Bazı dostlarım bir işadamı olarak niye ekonomi ve iş dünyası ile ilgili yazmadığımı soruyor.

 Haksız da değiller. İş dünyası ile ilgili birçok şey yazabilirim. 

 Fakat öncelikle, başarı ve başarsızlığa giden yolda, yaşadığımız toplumun davranışlarını, içinde bulunduğumuz durumu iyi tahlil etmeyi çok değerli buluyorum.

Çünkü hangi yöntemlerle, hangi sonuca ulaşacağımızı belirleyen faktör içinde yaşadığımız gerçeklerdir. 

  Günlük yaşamımızda, iş hayatımızda bizi olumlu olumsuz etkileyen birçok şey yaşıyoruz.

Mesela trafikte bencil davranan, kurallara uymayan bir sürücü, evlilik ve iş hayatında daha anlayışlı hoş görülü biri olabilir mi ?

 Sıraya giren o kadar kişinin hakkını gasp edip öne geçmeye çalışan birisi ile ticarette başarılı bir ortaklık yapılabilir mi ?

Bir kurumda çalışanın maaşını beğenmeyip işi savsaklamasına,

bir yöneticinin çalışanlarına karşı adaletsiz tutumuna, 

saygı duyulur mu?

Günlük hayatımızda bizi rahatsız eden birçok olayla karşılaşıyoruz.

Kendimizi güvende hissetmediğimiz anlarımız oluyor.

Geçmiş ile günümüzde yaşananları karşılaştırıyoruz.

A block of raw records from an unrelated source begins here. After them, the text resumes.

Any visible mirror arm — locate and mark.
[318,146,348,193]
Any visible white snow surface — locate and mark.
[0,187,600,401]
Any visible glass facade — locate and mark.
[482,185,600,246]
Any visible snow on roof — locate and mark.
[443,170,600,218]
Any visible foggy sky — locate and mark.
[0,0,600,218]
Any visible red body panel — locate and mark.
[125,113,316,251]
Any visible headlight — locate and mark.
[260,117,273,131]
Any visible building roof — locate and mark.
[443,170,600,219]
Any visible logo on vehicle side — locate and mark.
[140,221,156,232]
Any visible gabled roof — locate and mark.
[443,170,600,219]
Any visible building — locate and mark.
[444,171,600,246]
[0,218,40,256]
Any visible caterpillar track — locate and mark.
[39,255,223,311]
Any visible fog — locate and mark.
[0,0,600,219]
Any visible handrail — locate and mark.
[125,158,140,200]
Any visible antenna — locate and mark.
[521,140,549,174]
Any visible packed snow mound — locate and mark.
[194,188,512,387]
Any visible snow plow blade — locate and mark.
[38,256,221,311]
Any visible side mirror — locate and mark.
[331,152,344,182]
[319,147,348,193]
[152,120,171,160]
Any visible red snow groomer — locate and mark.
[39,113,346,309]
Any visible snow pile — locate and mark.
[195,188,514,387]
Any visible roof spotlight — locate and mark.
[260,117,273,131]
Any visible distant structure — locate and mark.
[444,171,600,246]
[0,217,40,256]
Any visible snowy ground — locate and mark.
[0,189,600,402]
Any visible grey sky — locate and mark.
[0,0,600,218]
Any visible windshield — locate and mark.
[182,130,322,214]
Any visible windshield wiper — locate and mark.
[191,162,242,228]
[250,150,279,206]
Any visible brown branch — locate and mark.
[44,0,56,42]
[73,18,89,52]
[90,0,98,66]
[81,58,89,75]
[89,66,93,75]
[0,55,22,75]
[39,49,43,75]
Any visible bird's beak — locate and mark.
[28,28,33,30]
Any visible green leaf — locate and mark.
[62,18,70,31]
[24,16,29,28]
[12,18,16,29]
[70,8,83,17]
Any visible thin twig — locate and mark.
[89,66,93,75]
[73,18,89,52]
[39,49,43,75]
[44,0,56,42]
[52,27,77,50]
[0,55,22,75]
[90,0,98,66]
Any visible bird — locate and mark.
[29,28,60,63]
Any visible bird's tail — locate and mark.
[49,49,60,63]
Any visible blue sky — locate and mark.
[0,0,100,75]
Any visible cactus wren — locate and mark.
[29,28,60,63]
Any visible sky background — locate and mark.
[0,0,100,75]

Günümüzde insanların kişisel menfaatleri için neleri yapabileceklerini görüyoruz. 

Ve bunlar bizi çok rahatsız ediyor.

Ne iş yaparsak yapalım,  eğer kendimizi iyi hissetmezsek hayatın her alanında başarıya ulaşmamız mümkün olmaz.

 Bizi rahatsız eden her meselede kendimizle hesaplaşmalıyız.

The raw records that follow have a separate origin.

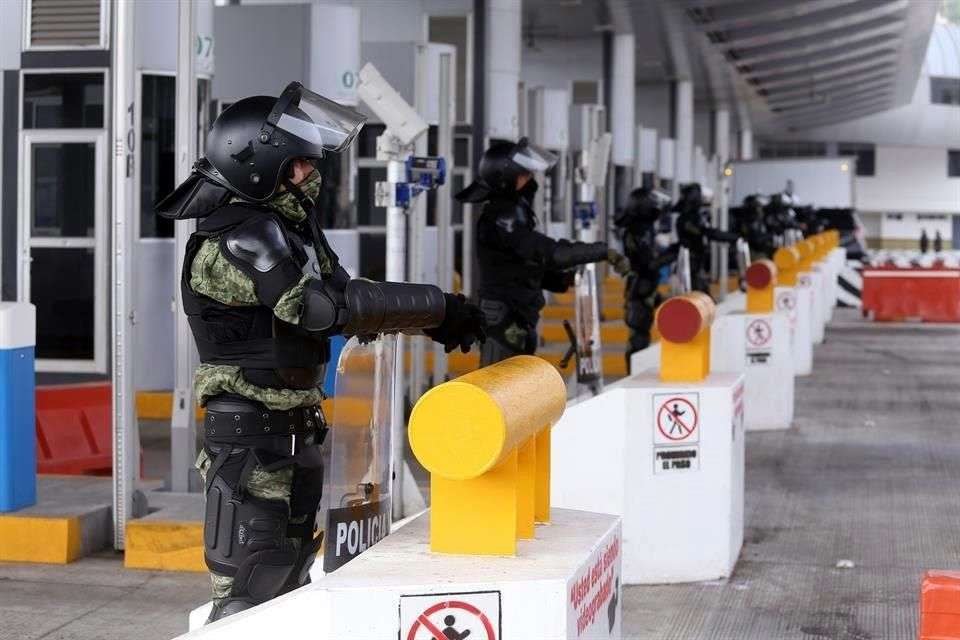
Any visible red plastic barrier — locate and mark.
[919,571,960,640]
[861,267,960,322]
[37,383,113,475]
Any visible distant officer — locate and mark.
[158,82,483,621]
[614,188,678,371]
[456,138,629,366]
[673,182,739,294]
[737,195,776,259]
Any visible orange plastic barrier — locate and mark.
[861,267,960,322]
[36,383,113,475]
[919,571,960,640]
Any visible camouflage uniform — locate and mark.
[190,173,332,602]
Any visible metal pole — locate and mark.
[433,53,453,384]
[387,160,407,520]
[170,0,197,492]
[111,2,140,550]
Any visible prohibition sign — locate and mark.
[657,396,700,442]
[747,318,773,347]
[777,291,797,311]
[407,600,497,640]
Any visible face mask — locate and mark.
[517,178,540,204]
[270,171,322,222]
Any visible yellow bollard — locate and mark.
[794,238,816,273]
[409,356,567,555]
[655,291,716,382]
[773,247,800,287]
[744,260,777,313]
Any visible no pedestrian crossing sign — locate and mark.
[400,591,502,640]
[653,393,700,445]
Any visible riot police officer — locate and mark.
[674,182,738,294]
[614,188,679,371]
[158,82,483,621]
[456,138,629,366]
[737,195,776,259]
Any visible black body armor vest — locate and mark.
[181,204,336,389]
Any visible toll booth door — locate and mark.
[18,129,108,373]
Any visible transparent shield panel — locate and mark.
[511,141,557,173]
[30,142,97,238]
[574,263,603,393]
[320,336,397,573]
[277,87,367,152]
[30,248,96,360]
[23,73,104,129]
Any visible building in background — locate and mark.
[757,16,960,249]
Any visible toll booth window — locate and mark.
[947,149,960,178]
[355,123,387,158]
[930,77,960,105]
[23,73,104,129]
[837,142,877,177]
[140,74,176,238]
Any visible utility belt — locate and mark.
[203,394,327,442]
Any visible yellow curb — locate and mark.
[0,516,81,564]
[123,520,207,572]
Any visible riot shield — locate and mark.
[671,247,692,295]
[318,335,397,573]
[574,263,603,394]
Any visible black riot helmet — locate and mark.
[196,82,367,202]
[454,138,557,202]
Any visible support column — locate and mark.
[170,0,197,491]
[713,108,742,300]
[740,127,753,160]
[673,80,693,202]
[485,0,523,140]
[110,2,139,550]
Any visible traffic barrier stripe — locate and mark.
[123,520,207,572]
[409,356,566,555]
[654,291,716,382]
[36,384,113,475]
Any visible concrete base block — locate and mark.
[551,373,744,584]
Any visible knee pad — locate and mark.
[204,476,298,604]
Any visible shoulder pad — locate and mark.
[220,212,303,309]
[223,214,293,273]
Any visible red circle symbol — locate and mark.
[407,600,497,640]
[777,292,797,311]
[657,396,700,442]
[747,318,773,347]
[746,260,776,289]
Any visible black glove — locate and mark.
[423,293,487,353]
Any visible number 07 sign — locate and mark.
[653,393,700,445]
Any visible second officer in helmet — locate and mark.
[158,83,483,620]
[456,138,629,366]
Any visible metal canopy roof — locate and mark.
[676,0,937,133]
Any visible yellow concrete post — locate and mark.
[745,260,777,313]
[655,291,716,382]
[773,246,800,287]
[409,356,566,555]
[794,239,815,273]
[534,429,550,524]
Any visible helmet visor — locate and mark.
[510,138,557,173]
[268,82,367,152]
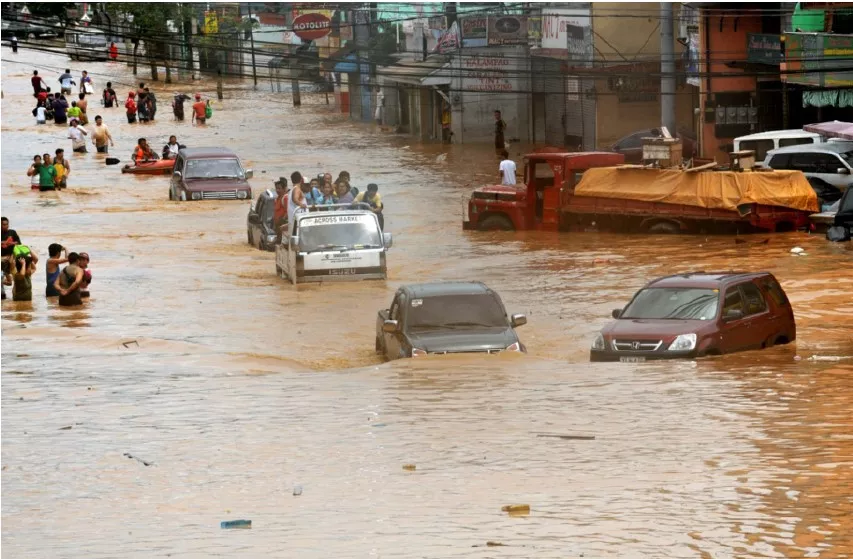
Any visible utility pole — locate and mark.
[660,2,676,133]
[249,2,258,89]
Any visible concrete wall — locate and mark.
[450,46,531,143]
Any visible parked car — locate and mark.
[275,203,394,284]
[169,148,252,201]
[246,189,277,251]
[590,272,797,362]
[610,128,696,163]
[2,20,57,41]
[376,282,527,359]
[733,129,823,162]
[764,142,853,192]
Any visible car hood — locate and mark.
[409,326,518,353]
[601,318,714,340]
[184,179,249,192]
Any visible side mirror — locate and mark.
[723,310,743,322]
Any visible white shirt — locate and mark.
[68,126,86,149]
[500,159,515,186]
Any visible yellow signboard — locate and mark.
[204,10,219,34]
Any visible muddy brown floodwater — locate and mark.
[2,47,853,558]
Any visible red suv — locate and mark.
[589,272,797,362]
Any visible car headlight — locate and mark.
[669,334,696,351]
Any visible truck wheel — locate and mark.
[648,221,681,235]
[478,215,515,231]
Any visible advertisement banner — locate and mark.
[488,16,527,46]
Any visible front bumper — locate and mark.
[589,349,696,362]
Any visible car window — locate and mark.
[723,286,745,316]
[779,136,817,148]
[740,140,776,160]
[740,282,767,316]
[770,153,791,169]
[759,278,788,307]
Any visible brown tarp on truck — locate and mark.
[575,167,820,212]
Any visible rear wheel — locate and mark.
[478,215,515,231]
[648,221,681,235]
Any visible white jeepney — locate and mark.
[275,204,392,284]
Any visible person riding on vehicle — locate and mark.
[131,138,159,165]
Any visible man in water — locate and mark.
[355,183,385,229]
[172,93,190,120]
[38,153,56,192]
[163,136,181,159]
[131,138,157,165]
[498,149,515,186]
[68,118,89,153]
[53,252,84,307]
[30,70,47,96]
[53,148,71,188]
[193,93,206,125]
[59,68,76,95]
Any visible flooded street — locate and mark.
[0,47,853,558]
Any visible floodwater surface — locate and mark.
[5,48,853,558]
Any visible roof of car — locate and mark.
[180,148,237,159]
[400,281,491,298]
[767,142,853,155]
[646,272,768,288]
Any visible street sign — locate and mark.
[293,12,332,41]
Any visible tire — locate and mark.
[477,214,515,231]
[647,221,681,235]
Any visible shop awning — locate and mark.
[803,120,853,141]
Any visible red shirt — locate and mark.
[193,101,207,118]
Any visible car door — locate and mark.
[738,281,776,349]
[720,285,748,353]
[382,292,406,359]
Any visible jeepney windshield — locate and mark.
[299,214,384,252]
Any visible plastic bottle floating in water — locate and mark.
[219,520,252,529]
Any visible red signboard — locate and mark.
[293,12,332,41]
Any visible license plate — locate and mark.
[329,268,358,276]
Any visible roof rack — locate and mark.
[294,202,372,214]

Sorunun kaynağı biz olmamalıyız.

Her yol mubah diyen anlayışlardan uzak durmalıyız.

İster iş hayatımızda başarı isteyelim, ister ailemizle huzurlu mutlu bir hayatı hayal edelim, ister sosyal hayatta saygın güvenilir bir birey olmak isteyelim…

Etrafımızda olup biteni iyi analiz etmeliyiz.

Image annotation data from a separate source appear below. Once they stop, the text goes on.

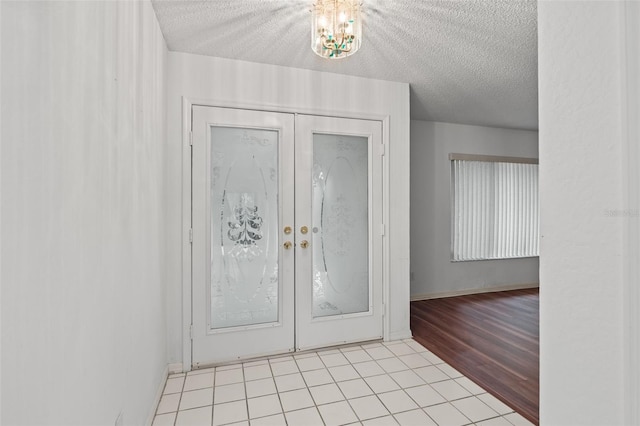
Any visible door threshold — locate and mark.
[190,339,383,371]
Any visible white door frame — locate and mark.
[181,96,391,372]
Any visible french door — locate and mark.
[191,106,382,368]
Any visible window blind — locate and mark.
[451,157,539,261]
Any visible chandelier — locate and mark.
[311,0,362,59]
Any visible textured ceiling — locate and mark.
[152,0,538,129]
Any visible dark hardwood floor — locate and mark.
[411,289,540,425]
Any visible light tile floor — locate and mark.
[153,339,531,426]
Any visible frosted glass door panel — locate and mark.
[311,134,370,318]
[210,126,279,329]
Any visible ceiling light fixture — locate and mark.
[311,0,362,59]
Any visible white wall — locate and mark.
[166,52,410,364]
[538,1,638,425]
[411,120,538,299]
[0,1,167,425]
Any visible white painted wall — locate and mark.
[165,52,410,364]
[622,1,640,424]
[411,120,538,299]
[0,1,167,425]
[538,1,624,425]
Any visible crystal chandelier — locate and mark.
[311,0,362,59]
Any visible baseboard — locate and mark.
[411,283,540,302]
[168,362,184,374]
[145,365,169,426]
[385,329,413,342]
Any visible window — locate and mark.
[449,154,539,261]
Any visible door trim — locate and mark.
[181,96,393,372]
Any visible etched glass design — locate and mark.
[210,127,278,329]
[311,134,369,318]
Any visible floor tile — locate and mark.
[320,352,349,367]
[187,367,216,376]
[251,413,287,426]
[302,368,333,386]
[215,368,244,386]
[284,407,324,426]
[244,364,271,382]
[242,359,269,368]
[353,361,384,377]
[420,351,444,364]
[376,357,409,373]
[478,393,513,415]
[213,383,246,404]
[431,380,471,401]
[362,416,398,426]
[318,401,358,426]
[329,365,360,382]
[455,376,486,395]
[366,345,395,360]
[245,377,277,398]
[162,376,184,395]
[413,365,449,383]
[158,339,531,426]
[247,395,282,419]
[504,413,533,426]
[389,370,425,388]
[275,373,307,392]
[364,374,400,393]
[183,373,214,392]
[151,413,177,426]
[476,417,513,426]
[271,360,298,376]
[387,342,416,356]
[293,351,318,360]
[317,349,342,358]
[394,410,438,426]
[309,383,344,405]
[180,388,213,410]
[176,406,211,426]
[378,390,419,414]
[451,396,499,423]
[338,379,373,399]
[438,364,462,379]
[405,385,447,408]
[349,395,389,420]
[344,349,373,364]
[398,353,431,368]
[213,401,249,426]
[269,355,294,364]
[424,403,471,426]
[216,363,242,371]
[296,356,324,371]
[403,339,427,352]
[156,393,181,414]
[279,389,314,412]
[340,345,362,353]
[382,340,402,346]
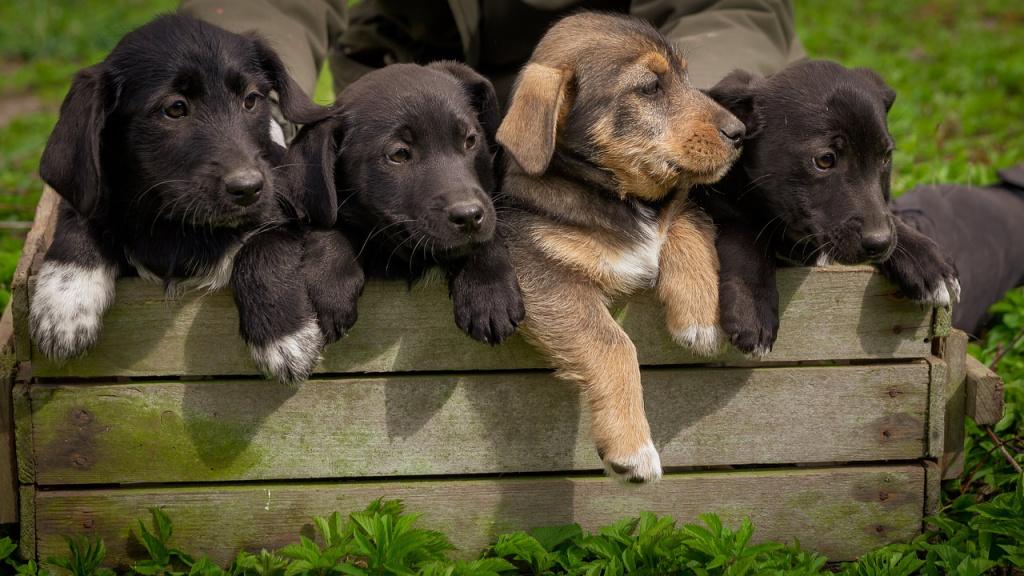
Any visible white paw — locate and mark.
[923,278,961,306]
[604,440,662,484]
[249,320,324,384]
[29,260,117,361]
[672,326,724,356]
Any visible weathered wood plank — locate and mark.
[942,330,967,479]
[966,356,1002,425]
[33,266,932,377]
[32,362,929,485]
[0,305,17,525]
[10,187,60,362]
[36,464,925,563]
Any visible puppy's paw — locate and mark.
[310,274,364,343]
[598,440,662,484]
[249,319,324,384]
[672,326,722,356]
[29,261,117,361]
[452,275,526,345]
[879,239,961,306]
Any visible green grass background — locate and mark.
[0,0,1024,565]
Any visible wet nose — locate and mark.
[224,168,263,206]
[860,227,893,260]
[446,202,483,232]
[718,118,746,148]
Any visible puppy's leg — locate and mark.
[446,236,525,344]
[231,230,324,383]
[520,260,662,483]
[29,201,119,361]
[716,221,778,359]
[302,230,365,343]
[657,207,721,356]
[878,217,961,306]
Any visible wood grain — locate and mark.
[23,266,932,378]
[10,187,60,362]
[35,464,925,563]
[31,362,929,485]
[967,356,1002,425]
[942,330,967,479]
[0,304,17,525]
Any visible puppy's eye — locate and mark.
[640,76,662,96]
[814,152,836,171]
[387,147,413,164]
[242,92,263,110]
[164,100,188,120]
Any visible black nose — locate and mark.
[718,118,746,148]
[224,168,263,206]
[446,201,483,232]
[860,227,893,259]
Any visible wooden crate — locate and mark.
[0,187,966,563]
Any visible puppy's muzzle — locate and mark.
[444,200,485,234]
[224,168,263,206]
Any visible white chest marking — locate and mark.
[605,215,665,290]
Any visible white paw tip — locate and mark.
[604,441,662,484]
[29,261,117,361]
[250,321,324,384]
[672,326,722,356]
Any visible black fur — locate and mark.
[694,60,956,353]
[289,61,524,344]
[33,15,326,379]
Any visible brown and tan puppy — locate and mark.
[498,12,743,482]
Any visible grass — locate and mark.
[0,0,1024,574]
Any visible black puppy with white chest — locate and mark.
[289,61,524,344]
[30,15,326,381]
[694,60,959,356]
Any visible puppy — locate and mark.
[498,13,743,482]
[289,61,523,344]
[30,15,326,381]
[695,60,959,357]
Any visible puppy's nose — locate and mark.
[224,168,263,206]
[446,201,483,232]
[860,227,893,260]
[718,118,746,148]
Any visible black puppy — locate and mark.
[695,60,959,356]
[30,15,326,380]
[289,61,524,344]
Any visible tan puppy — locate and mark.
[498,13,743,482]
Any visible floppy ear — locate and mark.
[39,64,114,217]
[428,60,502,152]
[250,35,330,124]
[708,70,760,136]
[498,64,571,176]
[854,68,896,112]
[284,117,341,228]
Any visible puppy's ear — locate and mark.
[249,35,330,124]
[284,117,342,228]
[708,70,760,136]
[854,68,896,112]
[39,64,117,217]
[498,64,572,176]
[428,60,502,152]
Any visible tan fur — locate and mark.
[498,13,738,481]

İçinde bulunduğumuz ekonomik iklime göre ticaretimize yön vermeliyiz.

Özel hayatımızda ve iş hayatımızda güzel ahlaki değerlere sahip insanlara değer vermeliyiz.

Topluma, birey olarak iyi rol modeller olmayız ki, söyleyeceğimiz sözlerin anlamı olsun.

Hayatta başarılı olmak çok önemli, 

Ama nasıl başarılı olunduğu bence daha çok önemli.